Motherhouse of the Evangelical Sisterhood of Mary in Darmstadt, Germany. derbrauni, CC BY-SA 3.0 via Wikimedia Commons.

The visit of Pope St. John Paul II to the Holy Land, especially his days in Jerusalem, made a profound impression on Christians throughout Europe. This became the stimulant for the Evangelische (Protestant) Sisters of Darmstadt to organize a convention, “Changing the Future by Confronting the Past,” in Jerusalem from April 17-22, 2001.

During the Pope’s visit to Israel, ordinary Jewish citizens were asking, “Where are the Protestants?” So we were thankful that more than 700 Christians from over 25 countries, especially throughout the Protestant tradition, joined us in April. ‘We were astonished by the harmony of purpose experienced between people from different nations, different cultures, yet all drawn together by a common purpose- a desire to repent for what his or her country had done to the Jews,’ to quote one delegate. The wider the spectrum of Christians represented at this act of repentance in Jerusalem, the more meaningful it would be to the Jewish people.  Though not necessarily sharing the same theological views, we were united in repentance and in our desire to demonstrate our support for the Jewish people.*

I was privileged to be the Catholic speaker at the conference that reviewed the history of Christian-Jewish relations over the centuries. The text of my presentation is here.
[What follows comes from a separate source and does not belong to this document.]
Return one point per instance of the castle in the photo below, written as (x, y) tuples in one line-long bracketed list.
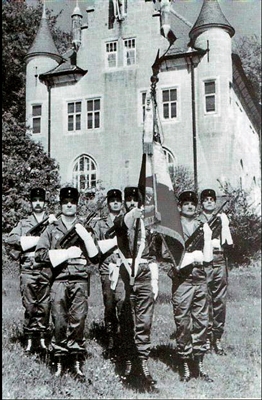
[(87, 105)]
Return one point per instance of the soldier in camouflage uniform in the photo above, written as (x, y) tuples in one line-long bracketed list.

How did I receive the invitation? A Brother in the Community working with the Darmstadt Sisters is from Millburn, N.J. When he visited his father, he came to see me, and we discussed our common hope for positive developments in Christian-Jewish relations.  Shortly before the Convention dates, the Catholic speaker was no longer available so Brother Sylvestro contacted me. It was a memorable privilege to join with this large group of pilgrims for those days.
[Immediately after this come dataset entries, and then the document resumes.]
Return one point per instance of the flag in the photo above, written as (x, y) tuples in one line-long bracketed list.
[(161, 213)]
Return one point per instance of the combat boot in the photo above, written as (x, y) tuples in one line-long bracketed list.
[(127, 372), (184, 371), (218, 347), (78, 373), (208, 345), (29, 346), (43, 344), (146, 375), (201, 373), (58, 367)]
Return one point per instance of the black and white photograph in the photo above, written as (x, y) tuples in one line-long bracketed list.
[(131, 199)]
The most solemn part of the Convention is described by the Sisters:

The climax was the repentance service on Yom HaShoah, Holocaust Memorial Day in Israel, led by an international team of clergy.  A hush fell on the gathering as Bishop Christian Zippert of Germany opened with a prayer to the Eternal Father, God of Abraham, Isaac, and Jacob, saying, ‘Following the example of Ezra, Nehemiah and Daniel, who confessed their sins and the sins of their fathers at crucial times in their nation’s history, we want to begin this new millennium with a public confession of sin before God and the Jewish people here in Jerusalem, where the Church began.’*

In attendance were over 1200, including 200 members of the Jewish community.  A declaration repudiating anstisemitism and signed by over 32,500 Christians in 36 countries was received by Rabbi Paul Laderman on behalf of the Jewish community with the assurance it would be permanently stored in the National Archive of the State of Israel.

Twenty years have passed, and the prayerful work of repentance and peacemaking continues. May the goodwill and hope of this and many other encounters dispose us, Jews and Christians, to be recipients and vehicles of divine blessings!

*Taken from the letter of thanks to those who supported “Jerusalem 2001 Convention: Changing the Future by Confronting the Past.” © The Evangelical Sisterhood of Mary  Darmstadt, Germany.